Taking The Bridge

'We're taking the bridge?"
"We're taking the bridge."



By the time the march through Paris reached the river by the Eiffel Tower a very simple plan was taking shape. The location tells you what to do. Here was a bridge in a spectacular spot, a perfect place for an act of civil disobedience.

On the bridge we could create a dilemma. If it is filled from one end to other with sitting people, what can the police really do? Attack? No. That's a river and those are people who could fall and drown. We had the cops well and truly fucked.

The day before, under the emergency powers, nearly 30 of us had been scooped up on our way to a protest at Le Bourget. The men were all handcuffed, a few of the women were put in coffin sized enclosures in a van and we were all driven at high speed to a police station. It was a rough ride and one of the women vomited upon being released from a van cell so small she could only turn her head. I found I had to brace myself and sort of surf the van to avoid getting smashed. No crime had been committed, they were "only" checking our papers, but without ever telling us what was happening we were given the same clear message we'd heard since before arriving in Paris: under the terror laws protesters would be largely at the mercy of right wing pigs.
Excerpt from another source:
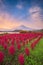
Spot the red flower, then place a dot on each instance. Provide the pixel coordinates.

We always knew the cops would have a field day but what was truly surprising was the huge effort rally and march organisers put into breaking up the sit-in on that bridge. We were there for one hour, could have been there for 12, but could not fight off the increasingly desperate, angry and bullying organisers who insisted the thousands of people move on to their planned toothless happy clapper events either under the Tower or several hundred metres further on. I mean, we have control of a bridge in one of the most famous locations on Earth and you want to give that up because it's not part of the plan? You're a bit of a fucking idiot.

Eventually some person addressed the people on the bridge with two total loads of shit that ended the sit-in suddenly. One load consisted of the garbage information that cops had us surrounded. This made zero sense. Our whole time in Paris we were surrounded so what are you actually doing other than spreading panic? The other steaming load was that "local French activists" wanted us to move. An English person was saying this.

Feeding people lies shouldn't have worked but it came with the moral force of people whose plans have been changed slightly and must now assert their dominance over people whose heads aren't up their arses. The people on the bridge were winning, they had already won and this was going to be a big act of civil disobedience that rang out across the world. People in the movement primarily to live out their control fantasies made sure that never happened. It's just a shame that our commitment to nonviolence meant we were in no position to throw these turkeys in the fucking river.

D12 was billed as a day of Red Line Action, a day that we would make a stand. When people actually made that stand it was felt by people I will be ignoring from now on that the collapse of the climate talks into a heap of bullshit and horror was not enough of an incitement to warrant people sitting peacefully on a bridge,  harming no one. Thanks to these fuckers I and my people and dozens of others we were with were put in a dangerous situation as we attempted to make our way to one of the two "safe" locations. I experienced plenty of fear in Paris and suddenly finding ourselves cut off with no witnesses was right up there. Bear in mind we were making our way to new spaces because assholes wanted us to be "safe". Instead we found ourselves being surrounded by cops in a part of a park with no eyes on us and had to retrace our steps. From a position of power to total shit in 5 minutes. And that was that. The sit-in and it's power was over.

The fuckwitted thing about it is the sit-in was the safest place to be while being effective. I have no idea what these organisers were there to do. Talk about taking radical action? Discuss the possibility of an actual protest? They might as well be fucking cops.

We learned a lot in Paris, met people who matter and are now back in Melbourne plotting and scheming. I saw how to carry out a revolution so that will be my focus from now on, working with people around the world, people who lost their last shred of tolerance for half-assed writing letters to Santa activism in the City of Love.